Гаар сказала, что даже оба тотуса признали его превосходство перед Огденом — большей частью потому, что он не начал с продаж, как все боялись. Сильвия перед ним благоговела и всячески старалась угодить. Даже поговаривали, что вальдорка влюбилась. Я невольно представила их парой и не сдержала усмешки — сложно вообразить меньшую гармонию.
С появлением нового управляющего Полита будто забыла дорогу в мои комнаты. Гаар говорила, что та иногда околачивалась в галерее, будто караулила, но не смела заходить дальше. Уж не знаю, чем пригрозил ей Донсон, но что бы это не оказалось, я была попросту счастлива. А если бы Донсон ее продал — мы втроем точно устроили бы праздник. Но я не смела даже намекать об этом. Меня почти устраивало просто не видеть ее. За последнее время мне впервые было так хорошо и спокойно.
Мира с дребезжанием вкатила в комнату сервировочную тележку — забрала в кухне ужин. Я отложила книгу, поднялась из кресла у окна. Темнело, сад уже начал сереть.
— Что-то ты долго.
Мира пожала плечами:
— Кувшин никак не могли найти. Растяпы. Сами переставили — и сами потеряли.
— А где Гаар?
Мира уже ловко расставляла тарелки на столе:
— Опять Сильвия привязалась. Что-то понадобилось. Может, сегодня уже и не придет.

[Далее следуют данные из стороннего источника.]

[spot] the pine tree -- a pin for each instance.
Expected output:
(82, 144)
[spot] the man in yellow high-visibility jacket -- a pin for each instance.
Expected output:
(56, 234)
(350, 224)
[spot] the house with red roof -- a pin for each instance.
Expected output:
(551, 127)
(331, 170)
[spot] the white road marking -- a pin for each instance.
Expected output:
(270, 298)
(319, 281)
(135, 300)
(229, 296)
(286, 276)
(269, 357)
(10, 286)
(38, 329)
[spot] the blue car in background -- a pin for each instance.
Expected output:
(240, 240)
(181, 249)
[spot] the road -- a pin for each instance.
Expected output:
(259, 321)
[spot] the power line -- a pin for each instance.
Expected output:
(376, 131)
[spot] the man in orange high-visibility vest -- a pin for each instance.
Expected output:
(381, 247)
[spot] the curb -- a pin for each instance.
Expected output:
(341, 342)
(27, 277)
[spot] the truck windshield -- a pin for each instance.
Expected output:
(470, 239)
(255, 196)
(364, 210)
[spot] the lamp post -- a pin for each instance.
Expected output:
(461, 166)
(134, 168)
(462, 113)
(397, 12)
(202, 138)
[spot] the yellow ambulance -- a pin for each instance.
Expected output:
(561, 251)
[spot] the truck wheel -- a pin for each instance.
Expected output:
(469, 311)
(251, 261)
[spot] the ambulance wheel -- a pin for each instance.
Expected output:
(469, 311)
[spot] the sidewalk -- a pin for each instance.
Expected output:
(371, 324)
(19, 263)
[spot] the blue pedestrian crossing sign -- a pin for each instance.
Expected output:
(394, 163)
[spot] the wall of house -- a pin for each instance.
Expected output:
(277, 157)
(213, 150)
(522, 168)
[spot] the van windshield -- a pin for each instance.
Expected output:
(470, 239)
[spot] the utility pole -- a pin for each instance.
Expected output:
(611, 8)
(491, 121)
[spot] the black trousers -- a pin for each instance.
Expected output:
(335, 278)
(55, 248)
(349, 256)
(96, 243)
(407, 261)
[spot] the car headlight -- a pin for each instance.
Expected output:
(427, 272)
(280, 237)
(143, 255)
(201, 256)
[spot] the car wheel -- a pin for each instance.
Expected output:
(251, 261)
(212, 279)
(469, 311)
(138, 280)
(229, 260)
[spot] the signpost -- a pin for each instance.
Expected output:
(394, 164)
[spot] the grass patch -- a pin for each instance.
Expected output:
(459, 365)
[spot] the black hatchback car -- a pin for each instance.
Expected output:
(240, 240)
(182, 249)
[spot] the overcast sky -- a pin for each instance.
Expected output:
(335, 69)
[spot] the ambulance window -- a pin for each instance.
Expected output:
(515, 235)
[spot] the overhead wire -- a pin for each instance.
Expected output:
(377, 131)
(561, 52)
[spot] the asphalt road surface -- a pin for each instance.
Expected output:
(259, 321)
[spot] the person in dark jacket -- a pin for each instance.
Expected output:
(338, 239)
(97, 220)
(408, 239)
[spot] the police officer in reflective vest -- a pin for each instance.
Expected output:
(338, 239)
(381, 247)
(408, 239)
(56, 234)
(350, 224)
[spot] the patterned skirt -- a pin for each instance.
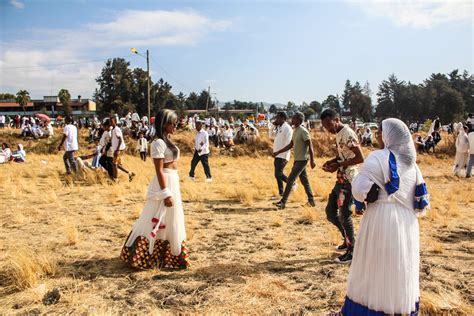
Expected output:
(138, 256)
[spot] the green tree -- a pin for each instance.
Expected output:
(273, 109)
(115, 87)
(316, 106)
(65, 99)
(22, 98)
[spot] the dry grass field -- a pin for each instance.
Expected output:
(247, 257)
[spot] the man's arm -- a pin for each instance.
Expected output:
(286, 148)
(358, 159)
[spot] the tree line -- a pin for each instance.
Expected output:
(447, 96)
(121, 89)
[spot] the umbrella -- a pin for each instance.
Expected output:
(42, 117)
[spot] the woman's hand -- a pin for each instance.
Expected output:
(169, 201)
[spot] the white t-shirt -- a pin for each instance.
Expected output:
(283, 136)
(346, 139)
(71, 138)
(142, 144)
(116, 135)
(470, 137)
(159, 150)
(202, 137)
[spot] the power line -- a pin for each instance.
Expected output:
(65, 64)
(170, 75)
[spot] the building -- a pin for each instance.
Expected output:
(49, 105)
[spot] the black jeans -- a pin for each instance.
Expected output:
(69, 161)
(204, 160)
(338, 211)
(298, 170)
(280, 164)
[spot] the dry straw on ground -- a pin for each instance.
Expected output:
(247, 257)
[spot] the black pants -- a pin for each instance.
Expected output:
(69, 161)
(338, 211)
(204, 160)
(298, 170)
(280, 164)
(106, 163)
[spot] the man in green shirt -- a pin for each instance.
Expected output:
(303, 151)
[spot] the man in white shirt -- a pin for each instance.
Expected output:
(283, 136)
(470, 137)
(118, 146)
(70, 144)
(201, 152)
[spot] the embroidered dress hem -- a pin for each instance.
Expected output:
(138, 255)
(352, 308)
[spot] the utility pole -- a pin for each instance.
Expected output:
(208, 96)
(148, 84)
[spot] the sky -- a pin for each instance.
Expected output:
(270, 51)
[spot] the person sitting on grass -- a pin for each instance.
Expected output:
(19, 155)
(5, 153)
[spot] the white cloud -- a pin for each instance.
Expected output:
(421, 14)
(26, 64)
(17, 4)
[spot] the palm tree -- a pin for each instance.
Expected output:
(65, 98)
(22, 98)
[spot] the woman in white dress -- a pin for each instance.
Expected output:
(462, 150)
(384, 275)
(158, 237)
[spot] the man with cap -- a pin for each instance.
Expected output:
(201, 152)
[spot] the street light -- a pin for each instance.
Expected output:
(134, 50)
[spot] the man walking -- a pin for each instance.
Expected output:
(201, 152)
(70, 144)
(349, 154)
(283, 135)
(118, 146)
(303, 151)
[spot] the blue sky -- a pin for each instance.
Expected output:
(273, 51)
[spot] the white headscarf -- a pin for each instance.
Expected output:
(397, 138)
(390, 168)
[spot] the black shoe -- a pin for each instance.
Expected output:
(345, 258)
(342, 247)
(280, 205)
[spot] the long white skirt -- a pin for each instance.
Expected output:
(460, 163)
(171, 218)
(384, 274)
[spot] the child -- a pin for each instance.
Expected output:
(142, 146)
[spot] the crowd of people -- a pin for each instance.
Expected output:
(386, 187)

Я подняла один из колпаков на столе, с наслаждением втянула запах жареного мяса. Просто прелесть!
— Поешь со мной, — я кивнула, указывая Мире на тарелки.
Та покачала светлой головой:
— Вдруг управляющий увидит.
Мы уже ели за одним столом, но Мира отказывалась каждый раз и сдавалась только после уговоров. Донсон Фальк смотрел на это сквозь пальцы — ему так велели, но девочка никак не могла привыкнуть. Она выросла в этом доме, порядки Огдена стали ее условными рефлексами. Порой мне становилось не по себе, когда в ее жестах и реакциях я видела испуганного дрессированного зверька. Она не знала своих родителей, даже не знала своего точного возраста. Если бы не Ник Сверт, скорее всего я бы тоже была такой. Пугливым зверенышем с набором простых природных инстинктов. Но Мира была умницей. Она училась читать всего лишь месяц, но уже вполне бегло складывала по слогам и комично декламировала Тита Моэнса, расставляя ударения, как попало. Мне нравилось думать, будто она была моей маленькой сестренкой. Если Гаар я считала подругой, то к девочке испытывала какие-то особые чувства. Я пыталась создать крошечное подобие семьи, но эта мысль пугала меня. Я будто старалась вернуть привычный мирок с Белого Ациана. Тут же приземляла себя, убеждая, что не стоит пытаться вернуть невозможное, но снова и снова возвращалась к этим мыслям.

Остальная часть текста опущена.